Никакие виды на соседские коттеджи и уж тем более стариков в трусах в поместье Максвеллов не грозили. Хотя вряд ли бы даже мистер Гаспаччо соизволил раздеться в такой мороз.

Обширная территория поместья уходила сплошь до берега озера Шамплейн. Всё белоснежнее зефира «Дюрки Мауэр», что я ложкой поедала прямо из банки, пока бабуля Эльма не видела. Она всегда покупала с запасом, но разрешала мне довольствоваться кремовым лакомством лишь по ложечке. Но я не умела растягивать удовольствие так долго, как она – а бабуля могла отламывать дольки от шоколадки и рассасывать по нескольку недель! Так что к тому времени, как бабушка сама хотела побаловать своего внутреннего ребёнка нежным зефиром, из четырёх банок в кладовой оставалась лишь одна, и она бранила мою нетерпеливость и тягу к сладкому.

Хотя с годами я стала подозревать, что она покупала три лишних банки специально для меня.

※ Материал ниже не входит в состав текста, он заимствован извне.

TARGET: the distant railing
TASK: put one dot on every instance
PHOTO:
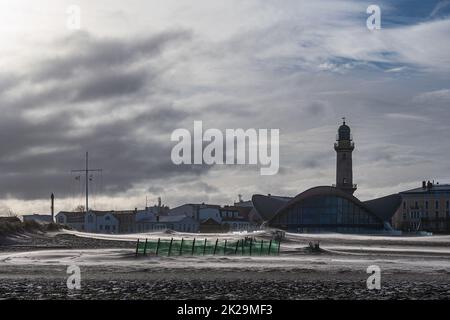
(172, 247)
(354, 186)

В каждом ребёнке живёт дух бунтарства, и я бунтовала лишь с конфетами на рождественской ёлке и кражей зефира из кладовки, так что, если бабуля Эльма и переживала на мой счёт, то только за то, не слипнется ли у меня кое-что.

Заснеженные аллеи поместья продолжались побеленным пирсом, а потом и тонким, местами потрескавшимся льдом, что затянул берег озера. Волны замёрзли и уже не плескались, беспокоя обитателей дома. И этой белизне не найти было конца – до Уилсборо Пойнт на том берегу не добраться взглядом.

– Летом здесь ещё красивее. – Заверил Уилл, наблюдая за моей реакцией.

– Жаль, что я добралась сюда лишь зимой.

– Не любите зиму?

Я не смогла ответить. К зиме я питала не самые тёплые чувства. Слишком многое случилось в эту пору. Одна из причин, почему я перебралась почти на самый юг страны, подальше от холода, скользких дорог и смерти.

Закончилась наша встреча всё в той же библиотеке. Уилл долго рассказывал мне о своих планах, а я снова восхищалась видами, но уже его горящих глаз. Человек прекрасен, когда его сердце пылает страстью к чему-нибудь. И в своей страсти этот мужчина был самым прекрасным.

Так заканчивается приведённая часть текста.